Esse rugido de mamute proferido por uma mulher humana - quero imaginá-la mulher - é a
origem do que nos torna a espécie que somos. Uma espécie capaz de imitar o que não somos.
Uma espécie capaz de representar o Outro.
Saltemos dez anos, ou cem, ou mil. A tribo aprendeu a imitar outros seres e representa no
fundo da caverna, na luz trêmula de uma fogueira, quatro homens são o mamute, três mulheres
são o rio, homens e mulheres são pássaros, chimpanzés, árvores e nuvens: a tribo representa
a caçada da manhã, capturando o passado com seu dom para o teatro. Mais surpreendente:
assim a tribo inventa possíveis futuros, ensaiando possíveis maneiras de vencer o inimigo da
tribo, o mamute.
Rugidos, assobios, murmúrios - a onomatopéia desse primeiro teatro - se tornarão linguagem
verbal. A linguagem falada se tornará linguagem escrita. Seguindo esse caminho, o teatro se
tornará rito e, logo mais, cinema. E na semente de cada uma destas formas, continuará
presente o teatro. A forma mais simples de representação. A única forma viva de
representação. O teatro, que quanto mais simples é, mais intimamente nos conecta com a mais
maravilhosa habilidade humana, a de representar o Outro.
Hoje, em todos os teatros do mundo, celebramos essa gloriosa habilidade humana de fazer
teatro. De representar e assim, capturar nosso passado para entende-lo – ou de inventar
possíveis futuros, que podem trazer mais liberdade e felicidade à tribo.
Eu falo, claro, das peças que realmente importam e transcendem o entretenimento. As peças
que importam, hoje são propostas da mesma forma que as mais antigas: derrotar os inimigos
contemporâneos da felicidade da tribo, graças à capacidade de representar.
Quais são os mamutes a serem vencidos hoje no teatro da tribo humana?

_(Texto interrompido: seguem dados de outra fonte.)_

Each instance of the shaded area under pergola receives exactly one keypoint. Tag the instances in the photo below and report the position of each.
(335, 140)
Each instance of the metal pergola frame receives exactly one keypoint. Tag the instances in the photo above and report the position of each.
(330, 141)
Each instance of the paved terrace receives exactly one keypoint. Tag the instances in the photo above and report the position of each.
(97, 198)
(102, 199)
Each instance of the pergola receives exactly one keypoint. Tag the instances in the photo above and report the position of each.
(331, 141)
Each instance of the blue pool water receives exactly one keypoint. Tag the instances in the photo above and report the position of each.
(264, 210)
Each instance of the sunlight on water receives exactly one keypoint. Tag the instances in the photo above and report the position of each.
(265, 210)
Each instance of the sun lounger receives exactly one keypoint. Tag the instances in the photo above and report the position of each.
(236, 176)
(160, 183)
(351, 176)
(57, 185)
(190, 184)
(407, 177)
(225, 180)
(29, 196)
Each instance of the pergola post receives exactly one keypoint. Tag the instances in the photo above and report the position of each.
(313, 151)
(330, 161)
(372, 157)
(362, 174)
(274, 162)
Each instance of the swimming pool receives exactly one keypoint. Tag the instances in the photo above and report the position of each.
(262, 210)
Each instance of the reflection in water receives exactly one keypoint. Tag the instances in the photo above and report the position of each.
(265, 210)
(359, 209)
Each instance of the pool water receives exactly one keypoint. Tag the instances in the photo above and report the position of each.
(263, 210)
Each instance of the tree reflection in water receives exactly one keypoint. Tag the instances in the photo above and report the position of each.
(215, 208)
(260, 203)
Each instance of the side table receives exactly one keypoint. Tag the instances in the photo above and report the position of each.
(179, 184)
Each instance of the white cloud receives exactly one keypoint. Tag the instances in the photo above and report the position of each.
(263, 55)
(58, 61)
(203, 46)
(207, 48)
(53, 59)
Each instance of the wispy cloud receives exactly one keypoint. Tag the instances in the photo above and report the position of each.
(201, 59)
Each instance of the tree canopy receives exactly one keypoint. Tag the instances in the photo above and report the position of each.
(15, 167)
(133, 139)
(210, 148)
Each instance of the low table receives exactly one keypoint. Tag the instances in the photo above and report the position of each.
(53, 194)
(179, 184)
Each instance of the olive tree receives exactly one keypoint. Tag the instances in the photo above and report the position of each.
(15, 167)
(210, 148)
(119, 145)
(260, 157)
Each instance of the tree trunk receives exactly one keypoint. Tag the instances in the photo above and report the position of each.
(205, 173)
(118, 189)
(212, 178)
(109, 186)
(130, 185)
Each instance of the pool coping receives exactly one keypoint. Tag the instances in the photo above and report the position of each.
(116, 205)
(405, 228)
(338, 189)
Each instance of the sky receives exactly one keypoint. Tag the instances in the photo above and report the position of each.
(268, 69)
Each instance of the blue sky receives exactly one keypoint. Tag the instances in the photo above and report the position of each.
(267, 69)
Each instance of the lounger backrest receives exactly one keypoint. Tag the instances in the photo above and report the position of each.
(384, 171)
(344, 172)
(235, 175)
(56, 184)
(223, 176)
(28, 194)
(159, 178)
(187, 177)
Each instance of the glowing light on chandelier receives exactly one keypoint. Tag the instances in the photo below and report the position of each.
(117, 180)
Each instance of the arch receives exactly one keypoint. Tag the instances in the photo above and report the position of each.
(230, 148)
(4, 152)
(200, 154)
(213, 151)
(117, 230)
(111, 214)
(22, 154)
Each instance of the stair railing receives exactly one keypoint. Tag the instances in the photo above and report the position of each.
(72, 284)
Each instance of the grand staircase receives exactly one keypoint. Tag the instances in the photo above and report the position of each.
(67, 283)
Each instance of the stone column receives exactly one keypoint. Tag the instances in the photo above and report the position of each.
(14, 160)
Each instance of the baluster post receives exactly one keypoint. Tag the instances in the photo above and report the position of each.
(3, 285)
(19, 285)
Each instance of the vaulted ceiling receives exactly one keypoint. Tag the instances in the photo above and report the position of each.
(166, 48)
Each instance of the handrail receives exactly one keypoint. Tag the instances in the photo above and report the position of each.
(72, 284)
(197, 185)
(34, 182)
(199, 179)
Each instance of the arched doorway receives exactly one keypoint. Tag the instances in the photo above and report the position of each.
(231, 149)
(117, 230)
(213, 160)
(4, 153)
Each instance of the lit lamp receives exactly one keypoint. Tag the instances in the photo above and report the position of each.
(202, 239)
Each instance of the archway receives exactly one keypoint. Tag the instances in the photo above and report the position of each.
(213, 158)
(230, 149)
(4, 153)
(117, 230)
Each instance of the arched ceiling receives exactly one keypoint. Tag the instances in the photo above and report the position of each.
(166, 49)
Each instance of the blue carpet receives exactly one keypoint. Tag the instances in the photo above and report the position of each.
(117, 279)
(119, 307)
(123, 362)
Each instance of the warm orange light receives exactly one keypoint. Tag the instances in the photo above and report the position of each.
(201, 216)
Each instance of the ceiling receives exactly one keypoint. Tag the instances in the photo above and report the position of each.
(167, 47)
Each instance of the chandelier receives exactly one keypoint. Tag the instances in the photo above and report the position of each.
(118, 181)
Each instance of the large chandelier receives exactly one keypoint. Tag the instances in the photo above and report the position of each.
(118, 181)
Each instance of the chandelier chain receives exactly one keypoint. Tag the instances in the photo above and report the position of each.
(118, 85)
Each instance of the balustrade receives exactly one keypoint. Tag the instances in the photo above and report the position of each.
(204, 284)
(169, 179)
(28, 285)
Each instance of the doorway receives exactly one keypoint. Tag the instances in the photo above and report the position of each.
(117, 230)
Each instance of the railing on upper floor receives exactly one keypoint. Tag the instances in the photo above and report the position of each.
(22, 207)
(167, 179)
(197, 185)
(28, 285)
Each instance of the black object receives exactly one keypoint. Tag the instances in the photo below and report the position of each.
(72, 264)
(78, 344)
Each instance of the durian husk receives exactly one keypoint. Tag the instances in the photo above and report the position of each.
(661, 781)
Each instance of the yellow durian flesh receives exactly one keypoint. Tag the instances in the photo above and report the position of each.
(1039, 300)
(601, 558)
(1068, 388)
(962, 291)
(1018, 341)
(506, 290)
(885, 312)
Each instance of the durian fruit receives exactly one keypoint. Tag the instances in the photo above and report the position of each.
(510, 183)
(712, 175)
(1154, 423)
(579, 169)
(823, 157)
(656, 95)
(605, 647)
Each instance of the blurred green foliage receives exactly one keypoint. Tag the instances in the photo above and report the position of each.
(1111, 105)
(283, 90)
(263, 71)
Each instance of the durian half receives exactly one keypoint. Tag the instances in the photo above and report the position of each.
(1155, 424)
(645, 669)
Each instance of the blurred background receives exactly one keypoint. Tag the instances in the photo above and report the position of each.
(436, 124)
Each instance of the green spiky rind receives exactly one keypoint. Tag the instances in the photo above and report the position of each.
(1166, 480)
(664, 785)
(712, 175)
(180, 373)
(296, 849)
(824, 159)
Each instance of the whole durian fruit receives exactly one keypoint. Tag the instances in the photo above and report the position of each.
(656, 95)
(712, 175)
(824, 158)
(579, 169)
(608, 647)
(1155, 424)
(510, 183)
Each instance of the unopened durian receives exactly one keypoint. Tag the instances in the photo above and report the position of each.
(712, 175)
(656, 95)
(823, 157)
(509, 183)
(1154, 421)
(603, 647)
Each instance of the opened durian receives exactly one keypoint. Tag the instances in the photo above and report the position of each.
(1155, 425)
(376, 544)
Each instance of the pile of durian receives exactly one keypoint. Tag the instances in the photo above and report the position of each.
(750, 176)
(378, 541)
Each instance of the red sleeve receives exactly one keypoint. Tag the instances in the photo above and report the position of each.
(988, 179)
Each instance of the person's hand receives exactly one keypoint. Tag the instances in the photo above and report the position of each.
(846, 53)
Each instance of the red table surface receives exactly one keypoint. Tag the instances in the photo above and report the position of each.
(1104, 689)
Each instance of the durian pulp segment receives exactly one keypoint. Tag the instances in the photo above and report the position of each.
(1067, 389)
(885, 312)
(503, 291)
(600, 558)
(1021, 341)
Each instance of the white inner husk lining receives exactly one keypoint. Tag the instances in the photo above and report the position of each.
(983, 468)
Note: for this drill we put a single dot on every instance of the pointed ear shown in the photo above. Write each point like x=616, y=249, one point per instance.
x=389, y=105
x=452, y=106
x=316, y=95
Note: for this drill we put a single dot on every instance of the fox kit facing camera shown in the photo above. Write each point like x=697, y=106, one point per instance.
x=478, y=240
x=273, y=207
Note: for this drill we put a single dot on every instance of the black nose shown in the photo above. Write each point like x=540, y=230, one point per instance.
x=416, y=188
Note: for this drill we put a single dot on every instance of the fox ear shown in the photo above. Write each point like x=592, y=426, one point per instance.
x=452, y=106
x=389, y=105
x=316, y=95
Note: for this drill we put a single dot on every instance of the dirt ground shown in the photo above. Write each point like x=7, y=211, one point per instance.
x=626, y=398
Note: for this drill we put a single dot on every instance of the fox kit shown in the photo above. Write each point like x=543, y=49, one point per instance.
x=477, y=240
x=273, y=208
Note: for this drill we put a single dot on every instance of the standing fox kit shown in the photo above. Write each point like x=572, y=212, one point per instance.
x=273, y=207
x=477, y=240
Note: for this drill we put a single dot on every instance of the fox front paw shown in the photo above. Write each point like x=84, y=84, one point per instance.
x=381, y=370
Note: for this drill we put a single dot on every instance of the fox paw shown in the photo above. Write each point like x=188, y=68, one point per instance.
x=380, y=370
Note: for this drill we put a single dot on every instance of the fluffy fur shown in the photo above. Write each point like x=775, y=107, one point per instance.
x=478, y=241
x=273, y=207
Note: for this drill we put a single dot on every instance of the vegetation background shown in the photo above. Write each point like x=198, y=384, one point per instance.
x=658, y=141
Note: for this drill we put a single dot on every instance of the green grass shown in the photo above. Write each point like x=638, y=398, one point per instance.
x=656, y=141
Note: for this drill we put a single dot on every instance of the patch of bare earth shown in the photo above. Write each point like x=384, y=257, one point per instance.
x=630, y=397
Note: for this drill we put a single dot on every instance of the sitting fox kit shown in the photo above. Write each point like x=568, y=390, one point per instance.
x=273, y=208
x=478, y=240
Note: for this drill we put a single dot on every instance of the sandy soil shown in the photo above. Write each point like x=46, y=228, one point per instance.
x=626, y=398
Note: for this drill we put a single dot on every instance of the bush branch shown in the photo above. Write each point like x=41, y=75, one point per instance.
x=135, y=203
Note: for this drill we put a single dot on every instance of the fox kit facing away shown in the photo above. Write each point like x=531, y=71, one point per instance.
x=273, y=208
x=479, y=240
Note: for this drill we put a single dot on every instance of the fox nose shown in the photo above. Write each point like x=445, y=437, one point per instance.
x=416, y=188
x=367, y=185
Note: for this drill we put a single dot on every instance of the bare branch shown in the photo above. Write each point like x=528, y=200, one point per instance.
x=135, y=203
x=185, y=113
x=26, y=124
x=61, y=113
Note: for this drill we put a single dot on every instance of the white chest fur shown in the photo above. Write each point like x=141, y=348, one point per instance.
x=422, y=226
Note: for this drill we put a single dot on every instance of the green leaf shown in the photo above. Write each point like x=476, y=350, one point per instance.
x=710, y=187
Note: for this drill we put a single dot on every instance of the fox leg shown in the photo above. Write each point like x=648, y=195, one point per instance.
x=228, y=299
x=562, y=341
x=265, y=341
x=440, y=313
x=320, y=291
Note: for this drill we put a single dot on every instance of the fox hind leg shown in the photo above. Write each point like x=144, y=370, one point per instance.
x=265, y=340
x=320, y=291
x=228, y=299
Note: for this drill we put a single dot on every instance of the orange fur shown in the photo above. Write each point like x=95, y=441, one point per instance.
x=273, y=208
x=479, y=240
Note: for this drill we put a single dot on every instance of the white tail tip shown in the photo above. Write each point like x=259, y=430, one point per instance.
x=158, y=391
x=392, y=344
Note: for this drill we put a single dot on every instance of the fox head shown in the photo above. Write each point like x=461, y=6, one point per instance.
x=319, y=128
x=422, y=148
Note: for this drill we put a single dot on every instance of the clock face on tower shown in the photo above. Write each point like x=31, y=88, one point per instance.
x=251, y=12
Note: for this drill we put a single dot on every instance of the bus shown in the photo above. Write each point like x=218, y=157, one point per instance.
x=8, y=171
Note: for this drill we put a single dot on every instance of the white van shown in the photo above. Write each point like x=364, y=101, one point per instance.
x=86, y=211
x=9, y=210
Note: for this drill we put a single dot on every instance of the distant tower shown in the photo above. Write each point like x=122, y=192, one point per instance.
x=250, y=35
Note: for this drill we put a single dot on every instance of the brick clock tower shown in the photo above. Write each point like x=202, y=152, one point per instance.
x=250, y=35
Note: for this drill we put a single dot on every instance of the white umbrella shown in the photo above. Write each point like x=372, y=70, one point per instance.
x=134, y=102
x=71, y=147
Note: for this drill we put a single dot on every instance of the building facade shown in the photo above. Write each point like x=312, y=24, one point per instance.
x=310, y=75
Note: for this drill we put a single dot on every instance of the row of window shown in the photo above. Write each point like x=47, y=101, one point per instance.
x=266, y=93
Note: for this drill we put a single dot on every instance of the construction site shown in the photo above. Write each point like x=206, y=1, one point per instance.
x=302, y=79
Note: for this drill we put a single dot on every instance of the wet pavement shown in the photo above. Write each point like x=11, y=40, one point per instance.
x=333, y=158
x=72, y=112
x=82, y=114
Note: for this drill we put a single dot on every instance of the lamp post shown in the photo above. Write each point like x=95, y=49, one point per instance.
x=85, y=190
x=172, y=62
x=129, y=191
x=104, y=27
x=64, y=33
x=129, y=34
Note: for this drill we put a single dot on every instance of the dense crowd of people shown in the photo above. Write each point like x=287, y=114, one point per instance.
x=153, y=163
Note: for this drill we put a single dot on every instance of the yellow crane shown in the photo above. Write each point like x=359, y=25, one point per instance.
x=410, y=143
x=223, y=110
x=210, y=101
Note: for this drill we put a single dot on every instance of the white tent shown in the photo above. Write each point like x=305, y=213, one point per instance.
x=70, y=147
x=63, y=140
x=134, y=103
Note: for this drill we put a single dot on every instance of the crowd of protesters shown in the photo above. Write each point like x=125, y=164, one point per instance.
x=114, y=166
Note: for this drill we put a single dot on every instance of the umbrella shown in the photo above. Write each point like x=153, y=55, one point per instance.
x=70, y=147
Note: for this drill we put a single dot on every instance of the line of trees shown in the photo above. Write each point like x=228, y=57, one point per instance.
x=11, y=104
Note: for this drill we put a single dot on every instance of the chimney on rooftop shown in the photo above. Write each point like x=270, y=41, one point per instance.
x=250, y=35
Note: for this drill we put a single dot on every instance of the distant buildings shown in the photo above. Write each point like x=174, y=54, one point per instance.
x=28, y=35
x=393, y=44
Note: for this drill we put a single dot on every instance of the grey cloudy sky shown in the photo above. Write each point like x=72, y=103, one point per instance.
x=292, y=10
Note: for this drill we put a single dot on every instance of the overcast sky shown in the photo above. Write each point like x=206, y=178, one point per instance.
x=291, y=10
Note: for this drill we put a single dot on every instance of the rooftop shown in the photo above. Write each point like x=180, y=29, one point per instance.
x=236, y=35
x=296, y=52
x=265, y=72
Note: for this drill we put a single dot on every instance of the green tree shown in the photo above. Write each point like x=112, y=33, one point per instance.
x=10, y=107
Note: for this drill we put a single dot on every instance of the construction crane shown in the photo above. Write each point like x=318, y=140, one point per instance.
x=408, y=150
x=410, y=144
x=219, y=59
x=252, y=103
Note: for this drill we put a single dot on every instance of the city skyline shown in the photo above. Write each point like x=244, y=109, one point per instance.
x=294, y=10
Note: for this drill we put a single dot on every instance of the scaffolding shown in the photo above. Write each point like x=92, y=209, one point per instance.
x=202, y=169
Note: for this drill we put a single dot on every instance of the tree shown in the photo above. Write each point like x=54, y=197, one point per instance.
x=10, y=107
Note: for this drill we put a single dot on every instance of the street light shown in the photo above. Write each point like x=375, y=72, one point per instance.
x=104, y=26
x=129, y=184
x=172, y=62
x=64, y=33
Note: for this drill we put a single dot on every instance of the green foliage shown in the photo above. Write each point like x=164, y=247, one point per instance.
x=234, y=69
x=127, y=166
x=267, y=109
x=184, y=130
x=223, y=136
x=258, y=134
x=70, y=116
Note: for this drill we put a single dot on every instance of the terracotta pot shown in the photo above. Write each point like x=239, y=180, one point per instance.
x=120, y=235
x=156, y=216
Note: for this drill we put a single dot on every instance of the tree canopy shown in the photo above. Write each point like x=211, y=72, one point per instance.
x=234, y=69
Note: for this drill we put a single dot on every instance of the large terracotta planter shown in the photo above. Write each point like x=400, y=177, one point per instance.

Eu digo que o maior mamute de todos é a alienação dos corações humanos. A perda da nossa
capacidade de sentir com os Outros: sentir compaixão. E nossa incapacidade de com o Outro
não-humano: a Natureza.
Que paradoxo. Hoje, nas margens finais do Humanismo – da era do Antropoceno - da era em
que os seres humanos são a força natural que mais se transformou e mais transformou o
planeta - a missão do teatro é inversa à que reuniu a tribo originalmente para fazer o teatro no
fundo da caverna: hoje, devemos resgatar nossa conexão com o mundo natural.
Mais do que a literatura, mais do que o cinema, o teatro - que exige a presença de seres
humanos diante de outros seres humanos - é maravilhosamente adequado à tarefa de nos
salvar de nos tornarmos algoritmos. Abstrações puras.
Deixe-nos remover do teatro tudo o que é supérfluo. Deixe-nos desnudá-lo. Porque quanto
mais simples é o teatro, mais fácil é lembrar-nos do único fato inegável: nós somos, enquanto
estamos no tempo; que somos enquanto somos carne e osso e corações batendo em nosso
peito; que somos o aqui e agora, apenas.
Viva o teatro. A arte mais antiga. A arte mais presente. A arte mais maravilhosa. Viva o teatro.